Then Miller some thoughts on the Darwinian view:
No one has ever proposed a reasonable survival benefit to individuals taking the time and energy to produce music, which has no utility in finding food, avoiding predators, or overcoming parasites. But if one falls back on claiming survival benefits to the group, through some musical mechanism of group-bonding, then one ends up in the embarrassing position of invoking group selection, which has never been needed to explain any other trait in any mammalian species (see Williams, 1966).

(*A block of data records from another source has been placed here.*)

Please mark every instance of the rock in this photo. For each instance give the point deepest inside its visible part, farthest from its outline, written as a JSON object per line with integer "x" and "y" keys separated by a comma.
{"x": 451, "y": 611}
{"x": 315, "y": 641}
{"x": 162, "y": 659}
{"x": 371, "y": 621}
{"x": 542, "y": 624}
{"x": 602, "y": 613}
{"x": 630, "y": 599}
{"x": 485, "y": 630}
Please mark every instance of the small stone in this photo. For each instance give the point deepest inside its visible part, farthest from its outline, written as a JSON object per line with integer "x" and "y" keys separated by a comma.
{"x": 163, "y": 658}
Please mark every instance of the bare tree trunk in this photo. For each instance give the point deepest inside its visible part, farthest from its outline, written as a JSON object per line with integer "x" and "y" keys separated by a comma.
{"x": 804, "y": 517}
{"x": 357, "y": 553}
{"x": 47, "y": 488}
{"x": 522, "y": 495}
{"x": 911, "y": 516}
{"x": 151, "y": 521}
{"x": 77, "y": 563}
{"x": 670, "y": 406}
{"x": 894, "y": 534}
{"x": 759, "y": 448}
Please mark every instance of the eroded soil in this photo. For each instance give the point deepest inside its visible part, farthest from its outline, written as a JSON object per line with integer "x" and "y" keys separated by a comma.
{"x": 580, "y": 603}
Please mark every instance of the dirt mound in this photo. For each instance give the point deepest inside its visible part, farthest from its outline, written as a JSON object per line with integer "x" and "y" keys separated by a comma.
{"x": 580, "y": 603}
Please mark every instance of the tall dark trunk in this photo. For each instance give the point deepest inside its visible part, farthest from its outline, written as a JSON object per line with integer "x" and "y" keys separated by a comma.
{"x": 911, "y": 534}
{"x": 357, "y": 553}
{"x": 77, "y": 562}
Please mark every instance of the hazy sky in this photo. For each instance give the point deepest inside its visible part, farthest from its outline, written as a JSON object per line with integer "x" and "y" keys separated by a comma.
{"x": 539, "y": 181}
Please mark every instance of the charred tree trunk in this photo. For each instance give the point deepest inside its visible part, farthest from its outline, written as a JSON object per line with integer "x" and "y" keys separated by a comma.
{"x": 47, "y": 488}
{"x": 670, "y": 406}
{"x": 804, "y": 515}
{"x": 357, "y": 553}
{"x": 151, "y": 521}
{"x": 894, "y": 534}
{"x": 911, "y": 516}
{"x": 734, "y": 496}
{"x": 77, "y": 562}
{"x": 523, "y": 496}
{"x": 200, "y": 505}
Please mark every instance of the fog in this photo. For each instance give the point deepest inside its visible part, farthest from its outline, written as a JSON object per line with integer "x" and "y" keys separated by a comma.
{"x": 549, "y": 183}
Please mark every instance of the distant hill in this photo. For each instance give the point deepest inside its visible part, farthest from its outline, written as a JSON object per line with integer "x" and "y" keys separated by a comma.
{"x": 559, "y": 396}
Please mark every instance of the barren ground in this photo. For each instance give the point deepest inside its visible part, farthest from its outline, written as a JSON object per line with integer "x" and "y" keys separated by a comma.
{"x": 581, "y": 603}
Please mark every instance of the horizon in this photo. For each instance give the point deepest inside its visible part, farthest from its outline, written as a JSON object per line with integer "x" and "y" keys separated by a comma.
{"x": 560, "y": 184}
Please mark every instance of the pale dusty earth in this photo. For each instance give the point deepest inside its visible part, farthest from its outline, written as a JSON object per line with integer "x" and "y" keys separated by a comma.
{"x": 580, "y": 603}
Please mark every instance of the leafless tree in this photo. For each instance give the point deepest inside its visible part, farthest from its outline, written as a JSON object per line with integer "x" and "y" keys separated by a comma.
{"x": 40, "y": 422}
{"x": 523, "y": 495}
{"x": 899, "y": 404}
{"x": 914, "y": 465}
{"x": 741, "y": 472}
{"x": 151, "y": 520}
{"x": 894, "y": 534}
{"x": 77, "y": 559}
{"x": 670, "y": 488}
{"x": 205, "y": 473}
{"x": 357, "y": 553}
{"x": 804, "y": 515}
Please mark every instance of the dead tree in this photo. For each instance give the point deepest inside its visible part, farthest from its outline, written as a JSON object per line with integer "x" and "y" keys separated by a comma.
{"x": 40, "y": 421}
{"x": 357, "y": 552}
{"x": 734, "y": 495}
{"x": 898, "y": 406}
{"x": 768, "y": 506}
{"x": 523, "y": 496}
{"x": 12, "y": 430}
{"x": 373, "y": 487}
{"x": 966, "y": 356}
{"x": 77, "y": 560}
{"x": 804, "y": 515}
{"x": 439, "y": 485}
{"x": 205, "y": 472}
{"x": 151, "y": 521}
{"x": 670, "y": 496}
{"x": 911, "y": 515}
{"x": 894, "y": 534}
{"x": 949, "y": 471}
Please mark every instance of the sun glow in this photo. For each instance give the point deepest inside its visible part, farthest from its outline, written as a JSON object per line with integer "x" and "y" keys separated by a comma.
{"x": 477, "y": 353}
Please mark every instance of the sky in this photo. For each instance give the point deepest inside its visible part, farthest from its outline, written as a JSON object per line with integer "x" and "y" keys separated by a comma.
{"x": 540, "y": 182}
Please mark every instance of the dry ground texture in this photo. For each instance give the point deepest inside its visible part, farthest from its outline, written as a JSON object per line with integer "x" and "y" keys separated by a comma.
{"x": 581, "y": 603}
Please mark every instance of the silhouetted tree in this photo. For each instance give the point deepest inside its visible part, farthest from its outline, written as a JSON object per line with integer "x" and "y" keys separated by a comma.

If evolution did operate according to survival of the fittest, human music would be inexplicable. .... Darwin concludes with a strong critique of the natural theology position, arguing that if male birds sing to females, it must be because female birds are impressed by singing: “unless females were able to appreciate such sounds and were excited or charmed by them, the persevering efforts of the males, and the complex structures often possessed by them alone, would be useless; and this is impossible to believe” (Darwin, 1871, p. 878). Immediately after rejecting the possibility that animal sounds are useless, Darwin ponders the apparent frivolity of human music: “As neither the enjoyment nor the capacity of producing musical notes are faculties of the least use to man in reference to his daily habits of life, they must be ranked among the most mysterious with which he is endowed” (Darwin, 1871, p. 878).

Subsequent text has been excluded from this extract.